Dopo i controlli e le sanzioni applicate al porto di Agropoli, il sindaco Roberto Mutalipassi ha enfatizzato l’importanza della legalità, suscitando un’ondata di critiche. Non si mette in discussione l’operato della Polizia Municipale, guidata dal Comandante Antonio Rinaldi, che si è distinta per il duro lavoro e per le innovazioni introdotte nel corpo di Polizia, come il prolungamento del turno fino a tarda notte.
Le critiche si concentrano invece sulle parole del sindaco, percepite come in contraddizione con la gestione della cosa pubblica nell’ultimo anno. A esprimere queste preoccupazioni è il consigliere di opposizione Raffaele Pesce, che inizia riflettendo sui controlli al porto: “I controlli sono certamente benvenuti, anche se a settembre avanzato potrebbero non essere così efficaci.”

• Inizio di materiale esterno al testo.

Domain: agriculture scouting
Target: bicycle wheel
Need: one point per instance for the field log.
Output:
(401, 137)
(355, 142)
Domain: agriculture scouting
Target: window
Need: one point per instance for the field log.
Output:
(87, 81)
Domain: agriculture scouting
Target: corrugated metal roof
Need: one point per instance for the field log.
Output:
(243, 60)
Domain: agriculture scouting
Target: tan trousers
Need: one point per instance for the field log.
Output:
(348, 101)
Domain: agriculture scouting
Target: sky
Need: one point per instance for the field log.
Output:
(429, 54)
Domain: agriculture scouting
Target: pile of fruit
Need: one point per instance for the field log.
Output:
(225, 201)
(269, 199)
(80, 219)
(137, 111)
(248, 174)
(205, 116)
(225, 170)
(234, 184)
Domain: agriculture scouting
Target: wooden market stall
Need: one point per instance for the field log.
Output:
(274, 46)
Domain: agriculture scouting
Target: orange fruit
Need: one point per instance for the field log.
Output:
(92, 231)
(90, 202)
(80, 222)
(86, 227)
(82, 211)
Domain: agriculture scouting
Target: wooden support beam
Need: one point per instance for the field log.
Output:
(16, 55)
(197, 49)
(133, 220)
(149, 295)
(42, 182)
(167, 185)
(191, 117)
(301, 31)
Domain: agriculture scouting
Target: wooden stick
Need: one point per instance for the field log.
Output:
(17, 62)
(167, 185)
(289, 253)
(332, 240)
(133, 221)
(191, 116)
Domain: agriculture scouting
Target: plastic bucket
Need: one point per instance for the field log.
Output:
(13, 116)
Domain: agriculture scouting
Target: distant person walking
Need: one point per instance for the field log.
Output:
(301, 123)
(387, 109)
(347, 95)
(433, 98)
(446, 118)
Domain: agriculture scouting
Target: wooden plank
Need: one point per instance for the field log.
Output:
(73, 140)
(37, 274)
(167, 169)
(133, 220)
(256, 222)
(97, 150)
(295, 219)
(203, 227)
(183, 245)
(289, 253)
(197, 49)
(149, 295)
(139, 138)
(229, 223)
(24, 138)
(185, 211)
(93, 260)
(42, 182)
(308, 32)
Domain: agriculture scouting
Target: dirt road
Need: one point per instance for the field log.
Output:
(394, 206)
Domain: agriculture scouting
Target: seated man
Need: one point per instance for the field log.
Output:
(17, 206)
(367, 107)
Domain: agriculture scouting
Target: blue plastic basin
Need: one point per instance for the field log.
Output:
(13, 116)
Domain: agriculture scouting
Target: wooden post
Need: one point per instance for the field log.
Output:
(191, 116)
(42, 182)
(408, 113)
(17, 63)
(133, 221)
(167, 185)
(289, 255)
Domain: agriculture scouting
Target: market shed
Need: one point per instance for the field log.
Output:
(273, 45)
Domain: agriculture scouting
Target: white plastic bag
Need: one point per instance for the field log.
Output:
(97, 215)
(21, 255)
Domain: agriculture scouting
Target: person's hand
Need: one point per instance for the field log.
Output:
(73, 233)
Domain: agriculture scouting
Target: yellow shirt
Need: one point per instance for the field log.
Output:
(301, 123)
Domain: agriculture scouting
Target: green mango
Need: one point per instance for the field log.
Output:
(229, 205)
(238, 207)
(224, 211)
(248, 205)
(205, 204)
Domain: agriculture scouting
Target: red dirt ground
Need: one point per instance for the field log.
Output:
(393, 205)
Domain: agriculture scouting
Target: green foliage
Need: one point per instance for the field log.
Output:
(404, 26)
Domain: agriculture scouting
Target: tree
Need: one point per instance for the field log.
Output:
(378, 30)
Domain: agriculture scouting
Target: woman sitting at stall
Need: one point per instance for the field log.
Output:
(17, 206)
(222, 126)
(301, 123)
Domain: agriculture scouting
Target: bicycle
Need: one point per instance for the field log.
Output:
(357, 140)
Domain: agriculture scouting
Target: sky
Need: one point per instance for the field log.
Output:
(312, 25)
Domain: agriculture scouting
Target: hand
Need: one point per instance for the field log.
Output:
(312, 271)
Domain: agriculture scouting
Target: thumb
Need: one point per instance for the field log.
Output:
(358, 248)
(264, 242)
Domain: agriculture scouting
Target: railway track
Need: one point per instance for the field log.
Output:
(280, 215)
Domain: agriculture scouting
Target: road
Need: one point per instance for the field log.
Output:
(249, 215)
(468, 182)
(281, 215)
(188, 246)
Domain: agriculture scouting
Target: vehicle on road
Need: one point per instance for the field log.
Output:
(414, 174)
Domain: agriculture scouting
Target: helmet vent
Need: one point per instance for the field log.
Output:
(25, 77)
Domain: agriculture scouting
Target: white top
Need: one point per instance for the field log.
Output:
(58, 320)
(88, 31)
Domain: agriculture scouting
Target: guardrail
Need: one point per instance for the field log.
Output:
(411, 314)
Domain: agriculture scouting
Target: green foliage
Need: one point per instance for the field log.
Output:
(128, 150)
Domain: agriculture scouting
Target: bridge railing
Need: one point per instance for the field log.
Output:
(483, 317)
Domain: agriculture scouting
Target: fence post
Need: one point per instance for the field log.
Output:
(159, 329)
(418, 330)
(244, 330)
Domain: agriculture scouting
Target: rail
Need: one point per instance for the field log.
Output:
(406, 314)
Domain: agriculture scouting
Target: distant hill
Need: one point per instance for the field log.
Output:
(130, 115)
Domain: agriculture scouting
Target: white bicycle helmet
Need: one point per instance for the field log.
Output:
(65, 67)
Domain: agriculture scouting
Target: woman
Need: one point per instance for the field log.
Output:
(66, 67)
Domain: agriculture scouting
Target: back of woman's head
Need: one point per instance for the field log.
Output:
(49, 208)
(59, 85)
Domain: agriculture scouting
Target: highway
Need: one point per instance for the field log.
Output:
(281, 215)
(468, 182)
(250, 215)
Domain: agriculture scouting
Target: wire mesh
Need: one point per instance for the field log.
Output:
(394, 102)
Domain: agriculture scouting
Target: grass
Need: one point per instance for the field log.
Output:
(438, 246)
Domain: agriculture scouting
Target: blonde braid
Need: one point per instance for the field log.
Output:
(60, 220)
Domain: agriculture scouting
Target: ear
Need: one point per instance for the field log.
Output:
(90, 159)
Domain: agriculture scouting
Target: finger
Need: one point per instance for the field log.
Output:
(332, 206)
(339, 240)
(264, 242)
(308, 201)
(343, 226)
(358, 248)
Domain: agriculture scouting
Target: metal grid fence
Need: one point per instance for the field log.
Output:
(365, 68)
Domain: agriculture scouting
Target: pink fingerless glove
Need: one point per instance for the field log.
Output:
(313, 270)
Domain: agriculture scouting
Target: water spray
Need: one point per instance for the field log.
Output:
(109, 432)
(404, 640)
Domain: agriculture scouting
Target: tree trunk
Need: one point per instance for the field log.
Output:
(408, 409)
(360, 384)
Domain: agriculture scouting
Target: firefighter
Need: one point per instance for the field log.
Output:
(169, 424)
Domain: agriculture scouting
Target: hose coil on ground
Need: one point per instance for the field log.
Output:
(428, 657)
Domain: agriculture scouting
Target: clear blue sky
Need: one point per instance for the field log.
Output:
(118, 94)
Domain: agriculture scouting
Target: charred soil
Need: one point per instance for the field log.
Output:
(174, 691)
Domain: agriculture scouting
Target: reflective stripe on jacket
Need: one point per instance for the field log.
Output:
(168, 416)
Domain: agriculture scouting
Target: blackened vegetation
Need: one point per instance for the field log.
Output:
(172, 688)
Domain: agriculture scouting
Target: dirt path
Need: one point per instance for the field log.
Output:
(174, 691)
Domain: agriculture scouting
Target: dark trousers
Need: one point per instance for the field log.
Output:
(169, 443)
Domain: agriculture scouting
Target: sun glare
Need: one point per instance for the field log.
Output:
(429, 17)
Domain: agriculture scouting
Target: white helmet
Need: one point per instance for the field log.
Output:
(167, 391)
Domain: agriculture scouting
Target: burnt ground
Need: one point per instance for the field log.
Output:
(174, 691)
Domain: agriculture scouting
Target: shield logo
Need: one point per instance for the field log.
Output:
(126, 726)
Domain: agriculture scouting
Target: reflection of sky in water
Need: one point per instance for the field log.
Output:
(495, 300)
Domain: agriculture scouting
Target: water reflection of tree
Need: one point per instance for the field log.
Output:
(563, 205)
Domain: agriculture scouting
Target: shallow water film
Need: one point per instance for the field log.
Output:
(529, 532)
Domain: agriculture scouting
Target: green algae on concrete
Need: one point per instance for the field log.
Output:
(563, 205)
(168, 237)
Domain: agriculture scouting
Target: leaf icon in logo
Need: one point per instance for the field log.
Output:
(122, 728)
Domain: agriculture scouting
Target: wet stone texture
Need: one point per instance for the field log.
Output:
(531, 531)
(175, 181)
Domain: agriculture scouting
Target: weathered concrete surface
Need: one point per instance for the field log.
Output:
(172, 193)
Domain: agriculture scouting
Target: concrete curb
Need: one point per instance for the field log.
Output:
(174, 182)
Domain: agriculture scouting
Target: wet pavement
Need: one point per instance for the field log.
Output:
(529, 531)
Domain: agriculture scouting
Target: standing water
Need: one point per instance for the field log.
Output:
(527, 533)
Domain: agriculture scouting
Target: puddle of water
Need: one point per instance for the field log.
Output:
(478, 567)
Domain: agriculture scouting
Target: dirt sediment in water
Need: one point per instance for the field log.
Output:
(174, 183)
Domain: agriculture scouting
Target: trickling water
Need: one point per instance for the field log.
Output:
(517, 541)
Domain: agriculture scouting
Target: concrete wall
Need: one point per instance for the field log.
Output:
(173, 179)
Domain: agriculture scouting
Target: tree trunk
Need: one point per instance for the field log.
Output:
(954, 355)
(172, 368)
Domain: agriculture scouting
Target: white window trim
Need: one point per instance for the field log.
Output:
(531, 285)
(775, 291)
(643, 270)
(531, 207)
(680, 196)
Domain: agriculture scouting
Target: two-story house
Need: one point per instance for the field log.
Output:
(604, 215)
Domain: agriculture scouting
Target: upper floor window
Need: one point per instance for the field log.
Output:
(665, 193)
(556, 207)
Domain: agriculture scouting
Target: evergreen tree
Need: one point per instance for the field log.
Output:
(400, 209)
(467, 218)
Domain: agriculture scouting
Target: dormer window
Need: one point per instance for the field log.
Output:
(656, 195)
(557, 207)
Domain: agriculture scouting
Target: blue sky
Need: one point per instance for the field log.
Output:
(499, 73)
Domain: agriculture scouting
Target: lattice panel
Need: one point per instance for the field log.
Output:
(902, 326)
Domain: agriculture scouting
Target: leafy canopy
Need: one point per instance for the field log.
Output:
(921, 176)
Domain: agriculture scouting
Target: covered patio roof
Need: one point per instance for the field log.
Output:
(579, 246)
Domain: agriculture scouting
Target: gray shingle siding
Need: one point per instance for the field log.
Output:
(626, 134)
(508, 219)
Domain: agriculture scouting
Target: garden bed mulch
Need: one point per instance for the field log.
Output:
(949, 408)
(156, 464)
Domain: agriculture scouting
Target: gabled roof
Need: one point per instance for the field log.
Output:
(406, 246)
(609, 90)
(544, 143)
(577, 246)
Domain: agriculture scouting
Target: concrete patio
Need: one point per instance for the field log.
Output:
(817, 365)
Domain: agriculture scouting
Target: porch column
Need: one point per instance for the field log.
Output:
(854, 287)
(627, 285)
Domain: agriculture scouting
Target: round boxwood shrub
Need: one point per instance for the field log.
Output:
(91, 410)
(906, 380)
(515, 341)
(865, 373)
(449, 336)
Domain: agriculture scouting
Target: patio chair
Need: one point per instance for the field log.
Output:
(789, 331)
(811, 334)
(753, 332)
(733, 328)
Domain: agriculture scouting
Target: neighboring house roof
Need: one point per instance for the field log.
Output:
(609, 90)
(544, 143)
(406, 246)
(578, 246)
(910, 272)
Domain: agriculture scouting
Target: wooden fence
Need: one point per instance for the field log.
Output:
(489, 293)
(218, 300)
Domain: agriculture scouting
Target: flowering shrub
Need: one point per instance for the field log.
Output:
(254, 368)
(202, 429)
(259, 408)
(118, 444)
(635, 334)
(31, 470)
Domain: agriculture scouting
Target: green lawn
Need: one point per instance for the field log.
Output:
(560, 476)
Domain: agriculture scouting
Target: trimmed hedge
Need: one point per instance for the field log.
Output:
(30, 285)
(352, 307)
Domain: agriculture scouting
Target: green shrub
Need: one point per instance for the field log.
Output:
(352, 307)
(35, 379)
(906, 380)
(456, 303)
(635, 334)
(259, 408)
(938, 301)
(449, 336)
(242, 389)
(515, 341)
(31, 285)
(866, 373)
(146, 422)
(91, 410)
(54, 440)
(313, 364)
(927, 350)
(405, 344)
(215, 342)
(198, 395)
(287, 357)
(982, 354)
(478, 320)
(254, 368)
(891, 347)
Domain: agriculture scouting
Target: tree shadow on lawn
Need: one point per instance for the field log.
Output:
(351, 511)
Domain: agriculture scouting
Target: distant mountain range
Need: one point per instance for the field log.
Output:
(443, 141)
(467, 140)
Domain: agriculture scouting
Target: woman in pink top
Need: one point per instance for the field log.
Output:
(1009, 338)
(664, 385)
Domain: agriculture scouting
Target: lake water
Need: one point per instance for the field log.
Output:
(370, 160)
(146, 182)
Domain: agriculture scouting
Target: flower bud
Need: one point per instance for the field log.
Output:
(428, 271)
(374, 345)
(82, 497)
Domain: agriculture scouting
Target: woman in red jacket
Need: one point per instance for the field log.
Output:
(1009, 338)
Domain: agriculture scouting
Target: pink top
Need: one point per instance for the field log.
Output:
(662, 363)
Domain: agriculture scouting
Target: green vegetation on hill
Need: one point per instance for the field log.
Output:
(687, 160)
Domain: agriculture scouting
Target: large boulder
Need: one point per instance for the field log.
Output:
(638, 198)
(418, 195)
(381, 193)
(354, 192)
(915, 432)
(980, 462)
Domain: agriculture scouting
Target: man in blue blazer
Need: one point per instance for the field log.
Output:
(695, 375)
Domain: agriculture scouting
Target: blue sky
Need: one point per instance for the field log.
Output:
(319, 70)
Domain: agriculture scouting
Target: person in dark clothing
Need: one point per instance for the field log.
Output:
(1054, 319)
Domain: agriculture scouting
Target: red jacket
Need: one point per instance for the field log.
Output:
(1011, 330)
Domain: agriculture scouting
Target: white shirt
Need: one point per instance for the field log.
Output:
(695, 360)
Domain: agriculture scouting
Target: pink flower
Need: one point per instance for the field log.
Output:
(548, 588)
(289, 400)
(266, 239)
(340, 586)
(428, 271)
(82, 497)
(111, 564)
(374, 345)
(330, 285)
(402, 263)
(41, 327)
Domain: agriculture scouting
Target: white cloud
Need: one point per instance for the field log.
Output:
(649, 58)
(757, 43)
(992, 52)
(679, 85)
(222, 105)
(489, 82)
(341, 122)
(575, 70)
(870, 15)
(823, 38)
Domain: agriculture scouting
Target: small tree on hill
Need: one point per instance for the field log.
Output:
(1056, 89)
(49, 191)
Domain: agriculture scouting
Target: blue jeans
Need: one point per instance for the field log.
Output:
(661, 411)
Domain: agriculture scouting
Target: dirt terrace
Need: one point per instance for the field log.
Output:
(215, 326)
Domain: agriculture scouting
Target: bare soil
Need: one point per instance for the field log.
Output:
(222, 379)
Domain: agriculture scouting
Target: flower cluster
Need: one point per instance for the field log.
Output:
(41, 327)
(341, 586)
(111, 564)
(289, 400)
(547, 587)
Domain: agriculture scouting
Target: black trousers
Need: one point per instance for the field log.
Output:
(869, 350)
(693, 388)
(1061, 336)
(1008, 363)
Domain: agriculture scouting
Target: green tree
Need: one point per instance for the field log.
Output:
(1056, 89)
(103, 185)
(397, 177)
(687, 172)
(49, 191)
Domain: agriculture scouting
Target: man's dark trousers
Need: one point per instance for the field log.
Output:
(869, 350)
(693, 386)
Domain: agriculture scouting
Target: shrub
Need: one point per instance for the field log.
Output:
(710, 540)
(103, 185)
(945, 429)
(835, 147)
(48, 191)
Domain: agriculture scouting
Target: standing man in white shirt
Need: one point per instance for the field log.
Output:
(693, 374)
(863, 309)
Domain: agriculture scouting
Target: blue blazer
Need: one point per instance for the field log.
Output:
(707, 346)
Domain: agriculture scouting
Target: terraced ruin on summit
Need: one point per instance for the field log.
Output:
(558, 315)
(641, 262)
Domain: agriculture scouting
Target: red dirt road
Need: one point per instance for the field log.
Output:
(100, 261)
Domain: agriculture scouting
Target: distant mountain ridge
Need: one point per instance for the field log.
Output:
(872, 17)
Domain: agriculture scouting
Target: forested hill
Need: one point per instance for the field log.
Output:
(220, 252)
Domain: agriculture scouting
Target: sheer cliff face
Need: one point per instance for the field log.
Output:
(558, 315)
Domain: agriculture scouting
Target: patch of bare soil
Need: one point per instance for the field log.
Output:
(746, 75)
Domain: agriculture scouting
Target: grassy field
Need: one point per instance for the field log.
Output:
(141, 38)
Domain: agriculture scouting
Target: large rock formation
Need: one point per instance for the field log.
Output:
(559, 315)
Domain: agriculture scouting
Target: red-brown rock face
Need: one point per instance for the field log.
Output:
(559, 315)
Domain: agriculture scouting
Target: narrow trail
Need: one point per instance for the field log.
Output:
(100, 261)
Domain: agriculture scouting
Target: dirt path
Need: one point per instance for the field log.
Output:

Pesce elenca quindi una serie di perplessità riguardo al sindaco e all’amministrazione, iniziando con un riferimento al ritardo nella pubblicazione di una deliberazione sul porto: “Mi chiedo e chiedo a voi tutti, il sindaco che parla di LEGALITÀ PRIMA DI TUTTO è lo stesso che ha permesso un ritardo di due mesi nella pubblicazione di una deliberazione?”
Il consigliere prosegue affrontando altri temi che gli stanno a cuore: i mancati controlli all’antiquarium, le mancate risposte alle sue interrogazioni e l’assegnazione diretta dei terreni del centro visite senza il coinvolgimento del Consiglio.
“È lo stesso sindaco che ha firmato un protocollo d’intesa tra enti, con impegni di spesa, senza una deliberazione consiliare? È lo stesso che ha autorizzato occupazioni commerciali della sede stradale senza il parere necessario del funzionario responsabile? È lo stesso che ha vietato l’accesso al Fortino e ha patrocinato un evento in una proprietà privata, senza le dovute autorizzazioni commerciali e in una situazione di rischio?”
In breve, la contesa tra maggioranza e opposizione continua ad arricchirsi di dettagli, e ciò è un peccato quando si tratta della cosa pubblica e quando il bene comune dovrebbe essere la priorità assoluta.